La mala erba di Antonio Manzini: la narrazione del veleno quotidiano

Dopo aver ascoltato Gli ultimi giorni di quiete, torno ad ascoltare Antonio Manzini. Ho scelto di recuperare La mala erba, un romanzo duro, scomodo che ci parla dell’asfittica realtà di paese.

Storie intrecciate: una ragazza rimane incinta, il padre è soffocato dai debiti, il prete del paese ha un indicibile segreto e tutti, attorno a loro, cercano di schivare il peggio e di non incappare in guai seri e di non pestare i piedi alla persona sbagliata.

Siamo ai giorni nostri, eppure Colle San Martino sembra un mondo arcaico, vincolato a una mentalità retrograda, che sopprime i sogni e le speranze di chi non ha le risorse per permetterseli.

La mala erba è una storia che ruota attorno ai signori di paese e ai loro sottoposti, è una storia di vinti e di arrabbiati con la vita. Sì, perché non c’è nessun vincente.
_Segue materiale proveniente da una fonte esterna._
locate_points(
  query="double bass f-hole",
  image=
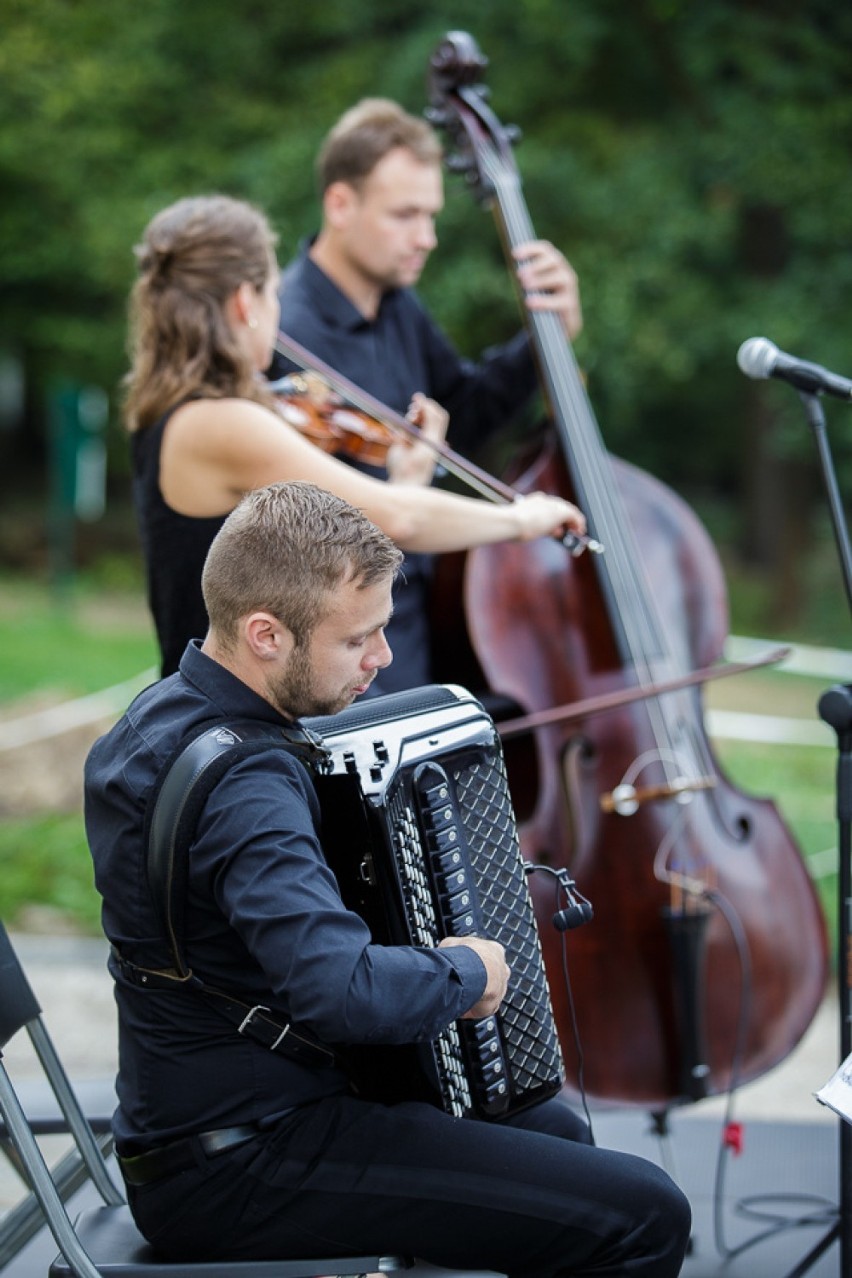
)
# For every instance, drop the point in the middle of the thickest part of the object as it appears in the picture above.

Chi non viene schiacciato, ha imparato a farsi rispettare, e si vendica di tutto quello che non va, di tutto ciò che ha subito.

È una storia che ci parla di vite che vanno al macero, di veleno quotidiano che nasce dai debiti, dalle speranze inattese, dalla malattia.

Manzini narra il fiele della vita, racconta l’insostenibilità delle bruttezze banali dell’esistenza e lo fa con poesia e spietatezza. Adoro la capacità di Manzini di indagare le oscurità meno trascendentali dell’animo umano, quelle più comuni e diffuse.

Se cercate una lettura claustrofobica, in grado di smuovervi qualcosa dentro, questo è un romanzo adatto a voi.